As I said, curry leaves are used in almost every other dish in one form or other in South Indian cooking. Usually tempered in hot oil, curry leaves can transform a boring dish to a highly flavorful one. Not just that, curry leaves are so good for health too. I remember as a kid, I would pick out the curry leaves and secretly throw them off when my parents weren’t looking. Apparently, curry leaves are good for your hair, eyes and for digestion too. So, it is always good to incorporate them into a dish so that there is a good intake of it in the regular diet.
Karuveppillai or Karuvepaku tastes simply superb in a gravy or in the form of chutney powder – more like gun powder for rice. I used abundant curry leaves with a few other spices to make a batch of curry leaves chutney powder and with idlis, it tasted divine. This chutney powder or idli podi stays well for over two weeks in an air tight container. Not only for idlis or dosas, this tastes great with rice as well as rotis. I love sprinkling some on hot rotis and make a quick roll for myself to satisfy my hunger pangs. So here is how I make it.

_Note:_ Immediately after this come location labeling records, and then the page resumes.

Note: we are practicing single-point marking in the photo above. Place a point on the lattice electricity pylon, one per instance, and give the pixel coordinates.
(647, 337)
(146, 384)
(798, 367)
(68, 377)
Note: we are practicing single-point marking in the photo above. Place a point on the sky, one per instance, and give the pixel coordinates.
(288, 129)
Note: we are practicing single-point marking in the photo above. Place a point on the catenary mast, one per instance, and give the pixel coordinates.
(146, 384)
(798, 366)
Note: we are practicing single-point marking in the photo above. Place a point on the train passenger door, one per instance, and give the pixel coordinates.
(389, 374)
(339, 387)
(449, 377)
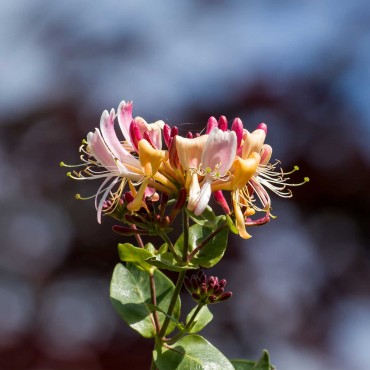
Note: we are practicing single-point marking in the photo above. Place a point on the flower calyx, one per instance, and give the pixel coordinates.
(206, 291)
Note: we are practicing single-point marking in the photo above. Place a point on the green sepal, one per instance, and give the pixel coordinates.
(138, 256)
(203, 318)
(213, 251)
(262, 364)
(207, 218)
(167, 261)
(190, 352)
(131, 298)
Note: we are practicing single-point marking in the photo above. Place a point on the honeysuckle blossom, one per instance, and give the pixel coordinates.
(209, 157)
(135, 160)
(221, 160)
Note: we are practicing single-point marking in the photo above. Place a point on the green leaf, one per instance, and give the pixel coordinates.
(262, 364)
(130, 296)
(203, 317)
(153, 308)
(190, 352)
(167, 261)
(129, 253)
(207, 218)
(212, 252)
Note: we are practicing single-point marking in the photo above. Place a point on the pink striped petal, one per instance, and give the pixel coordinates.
(99, 150)
(219, 150)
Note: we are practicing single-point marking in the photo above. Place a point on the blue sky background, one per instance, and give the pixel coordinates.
(300, 284)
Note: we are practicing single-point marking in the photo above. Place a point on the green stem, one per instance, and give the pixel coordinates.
(153, 295)
(153, 366)
(180, 281)
(138, 237)
(175, 338)
(205, 241)
(165, 237)
(185, 220)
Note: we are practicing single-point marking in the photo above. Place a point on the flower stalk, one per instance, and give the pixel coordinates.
(145, 186)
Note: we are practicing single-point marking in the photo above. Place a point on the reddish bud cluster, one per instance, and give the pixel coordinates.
(206, 291)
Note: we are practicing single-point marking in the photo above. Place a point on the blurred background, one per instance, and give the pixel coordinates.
(301, 285)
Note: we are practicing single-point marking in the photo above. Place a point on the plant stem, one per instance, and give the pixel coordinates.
(153, 366)
(153, 295)
(194, 315)
(165, 237)
(185, 220)
(176, 292)
(175, 338)
(205, 241)
(138, 237)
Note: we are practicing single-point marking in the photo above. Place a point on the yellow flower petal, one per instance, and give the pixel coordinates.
(239, 218)
(150, 158)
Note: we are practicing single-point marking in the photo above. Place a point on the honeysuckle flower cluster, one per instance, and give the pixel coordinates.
(149, 174)
(206, 290)
(222, 160)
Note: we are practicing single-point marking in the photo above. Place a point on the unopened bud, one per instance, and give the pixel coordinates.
(174, 131)
(166, 134)
(222, 123)
(135, 134)
(211, 124)
(222, 283)
(181, 199)
(128, 197)
(262, 126)
(237, 127)
(149, 139)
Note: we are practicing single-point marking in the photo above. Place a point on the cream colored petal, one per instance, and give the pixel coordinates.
(189, 151)
(252, 142)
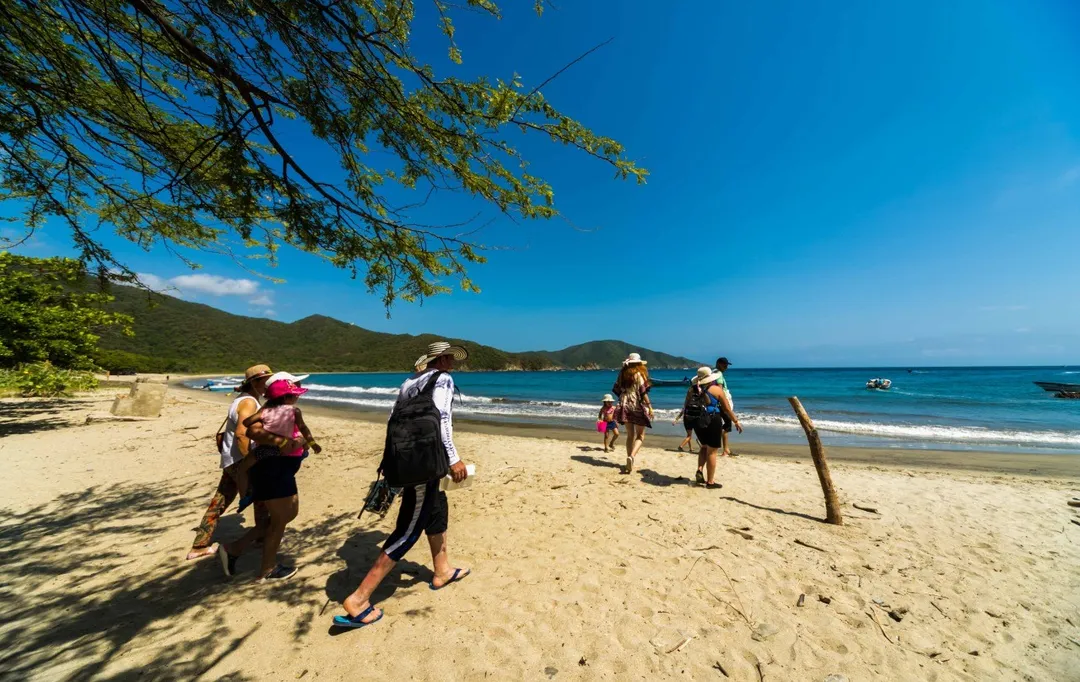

To make Karuveppillai Idli Podi | Curry Leaves Chutney Powder
What I used –
- Curry Leaves, 2 cups (tightly packed)
- Urad Dal, 1/3 cup
- Chana Dal, 1/3 cup
- Dried Red Chillies, 10-12
- Cumin Seeds, 2 tsp
- Coriander Seeds, 2 tsp
- Fresh Tamarind, small marble sized ball
- Salt, as required
How I made –
1. In a wide bottomed pot, put the curry leaves. Wash in running water for 2-3 times to remove any dirt. Strain off the water and allow the curry leaves to dry for 10 mins.
2. Meanwhile, heat a thick bottomed pan. Add urad dal and dry roast on low flame until golden brown. Remove onto a plate. In the same pan, add chana dal and dry roast until golden brown on low flame. Remove onto the same plate.
3. In the pan, add dried red chillies and dry roast until there are black spots and the chillies look slightly puffed up (should take about couple of mins). Remove them onto the plate. In the same pan, add the tamarind and let it heat for a couple of mins. Remove onto the plate as well.
4. Add cumin and coriander seeds, dry roast until nice aroma comes up. Remove onto the plate for cooling. Add curry leaves and on low flame, let the leaves dehydrate. The leaves would wilt and get dried without losing color. Remove from heat. Let everything cool down completely.
5. In a mixer/blender jar, add curry leaves along with red chillies and salt required. Grind until smooth. Add the roasted urad and chana dal along with cumin and coriander seeds. Grind until smooth.
6. Store in an air tight container. Serve as a side for idli, dosa, roti or rice.
- Make sure to clean the curry leaves by removing any that are infested. Wash and let them air dry for 10 mins atleast.
- Tamarind is optional but gives a nice punch to the chutney powder.
- Ensure slow roasting so that the lentils are roasted evenly and until golden brown.
- Make sure the mixture is completely cooled down before grinding. Otherwise, the steam could ruin the chutney powder.
- Store in an air tight container for over two weeks – need not keep it in fridge.
- Serve along with gingely/sesame oil for best taste. If not available, vegetable oil can be used.